Appraisal bias has been coined as another term for illegal discrimination within the property valuation process. This type of discrimination occurs when protected class factors are considered in the fair market value of the property. Forms of bias against protected class factors, such as race or gender, can significantly impact lending decisions, and may even lead to unfair practices. Unfair lending practices can lead to disparities in access to credit, hinder opportunities for marginalized applicants, and erode the public’s trust in the banking industry. Legal repercussions and reputational damage can follow in the wake of these practices.
The FDIC is working collaboratively with the other federal agencies on the Property Appraisal and Valuation Equity (PAVE) Task Force to address property appraisal bias that negatively affects wealth building opportunities for homeowners and communities of color. To help combat appraisal bias, the FDIC is expanding its consumer protection examination approach to include consideration of appraisal-related matters in their existing fair lending review process. Specifically, this includes enhancing the risk scoping process to evaluate a bank’s compliance management system for appraisals and the prevention of bias.
Examples of Appraisal Bias:
- In real estate appraisals, bias can occur if the appraiser is influenced by factors such as the neighborhood, the race or ethnicity of the residents, or the perceived quality of the schools in the area.
- Other indicators of appraisal bias could include discussions of the neighborhood’s racial and/or ethnic mix, comments about residents’ birthplace in neighborhood descriptions (indicating national origin), references to a common language spoken in the area, mentions of area businesses and amenities geared towards specific groups, and/or attributing rising housing prices to gentrification.
How Banks Can Avoid Appraisal Bias:
- Ensure all bank personnel involved in the appraisal process have undergone training to recognize and mitigate bias.
- Establish clear policies and procedures, and clearly relay the criteria for evaluating creditworthiness, collateral, and other relevant factors (objective and standardized criteria).
- Incorporate controls into lending processes to identify and prevent appraisal bias.
- Monitor and audit the appraisal process for fairness and accuracy.
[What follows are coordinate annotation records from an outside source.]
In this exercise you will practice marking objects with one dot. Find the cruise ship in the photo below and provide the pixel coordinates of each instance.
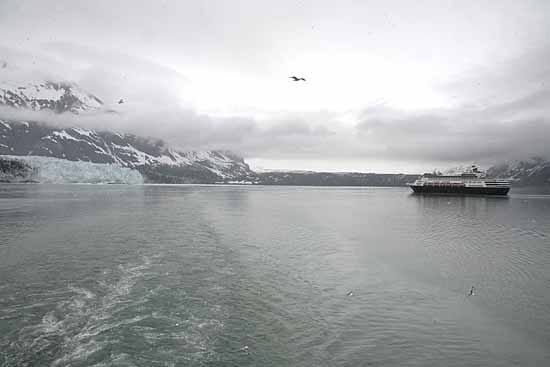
(471, 182)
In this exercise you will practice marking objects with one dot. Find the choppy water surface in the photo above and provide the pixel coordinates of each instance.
(259, 276)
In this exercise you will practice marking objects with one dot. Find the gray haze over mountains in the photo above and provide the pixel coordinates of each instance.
(392, 86)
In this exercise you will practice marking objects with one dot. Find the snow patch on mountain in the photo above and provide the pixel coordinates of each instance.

- Require outside appraisers and appraisal management companies to provide evidence of their commitment and training around avoiding appraisal bias.
- Consider adding anti-bias language to all appraisal reports that are provided to applicants and provide a means for applicants to contact the bank to report any concerns or complaints.
- Diversify decision-making teams or committees to bring in varied perspectives.
- Review Reconsideration of Value (ROV) requests to identify possible appraisal bias as the reason for the request and look for whether the ROVs were accepted (or not) and in what areas, as well as differences from the original appraised value when an ROV is performed.
- Perform appraisal-related statistical analysis on mortgage loan files using HMDA data. Differentiate the review and analysis by loan purpose (such as purchases and refinancings). For purchases, determine if there are disparities based upon a prohibited factor where the appraised value is less than the contract price. For refinances, review situations where both AVMs and human-performed appraisals were performed on the same property and look for any differences in valuation. If any are identified, determine the reason for the difference as well as where the property is located.